Every business has unique needs, but the decision-making process stays the same. It starts with realization. The company realizes it has a problem to solve or a need that must be met. To find answers, they research content across all channels. They do this through social media, referrals, online forums, press releases, blogs, networking, and events. When you align your content on these channels, with a “5 reasons” blog or a presentation at an event about industry problems, you’ve made your content match the realization point.
Next, the business becomes aware of possible solutions and strategies. This is the point along the content map where you start to develop a relationship with the business. White papers, tip sheets, checklists, videos and educational content that engages the potential client to continue on their journey with you. Downloading content, subscribing to your email list and interacting through comments on blogs is the goal of this point on the map.
After awareness comes the evaluation period. This is where you want your content to answer questions, overcome objections and provoke dialogue. At this point, your content should provide reps and sales members with data such as case studies, demo videos, webinars and data sheets to prove your solutions work best for them.
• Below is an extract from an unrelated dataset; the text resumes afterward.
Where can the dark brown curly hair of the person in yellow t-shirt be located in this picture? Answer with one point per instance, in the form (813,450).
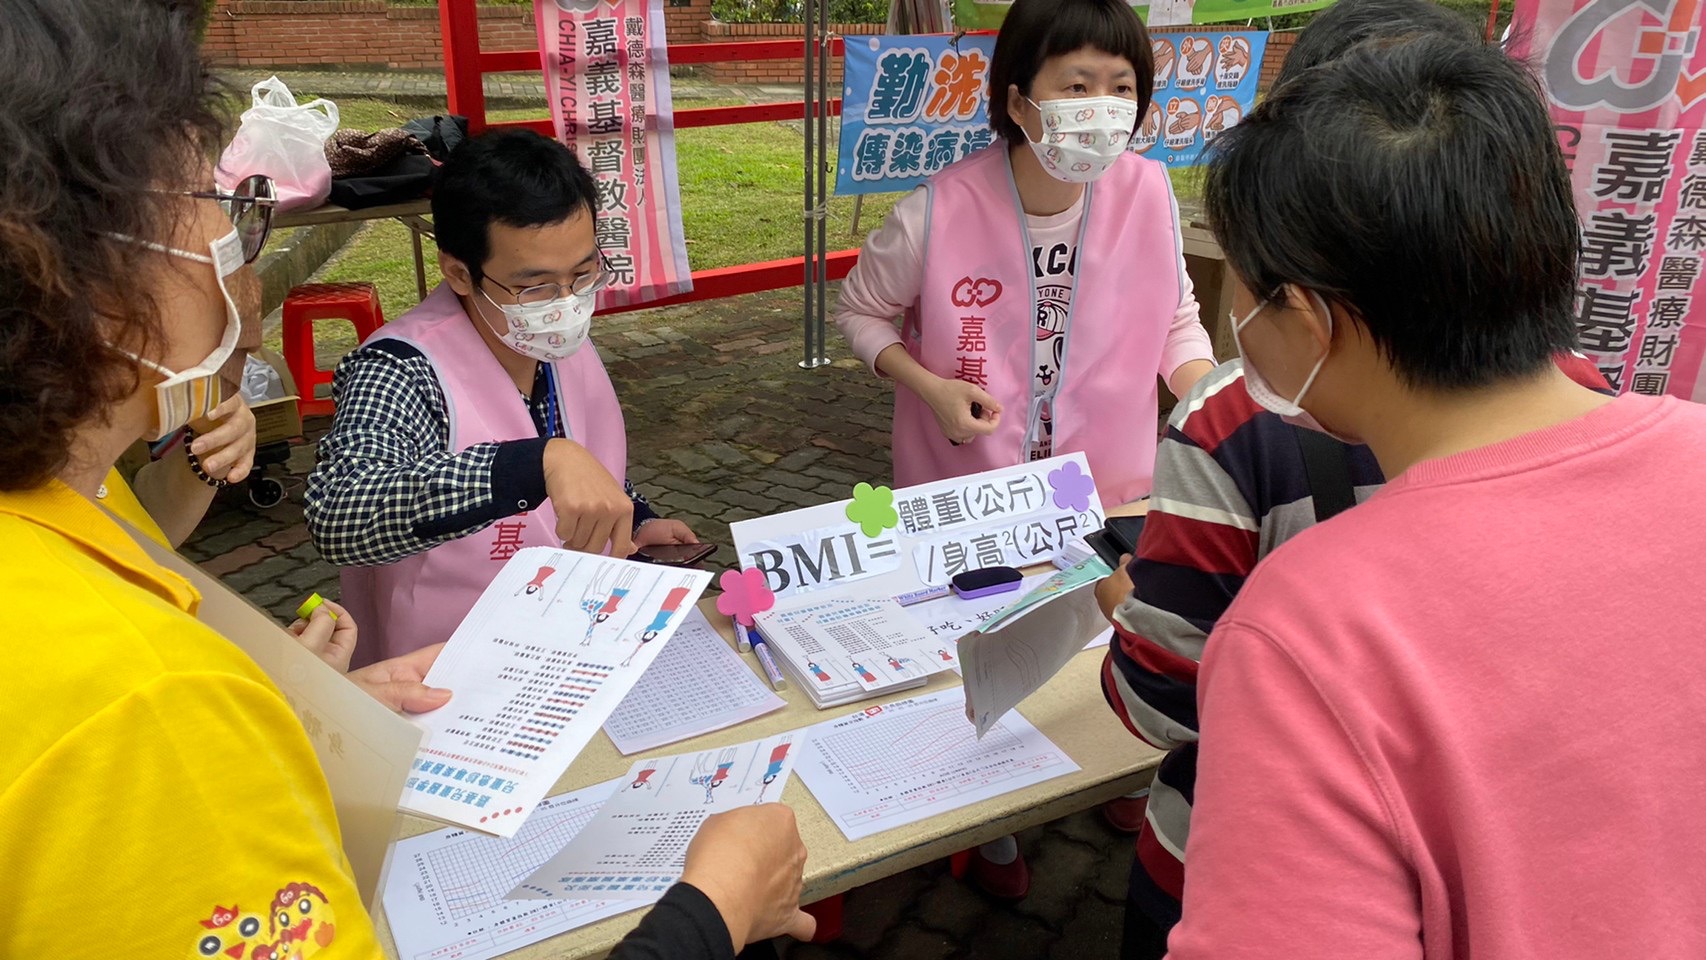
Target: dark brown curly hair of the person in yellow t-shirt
(100,105)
Finally, the business reaches the decision stage. Your goal with this point on the content map is meeting your buyers with free trials, live demos, consultations and estimates for your products and services. Your content should provide the sales team with what they need to close the deal.
Category Success Tips
- Use broad category buckets (12 or fewer) to help enable successful funneling.
- Prioritize content for your sales teams. The easier it is for them to find content, the more helpful it will be to complete the sale.
- Keep your content groups intuitive, obvious and high quality.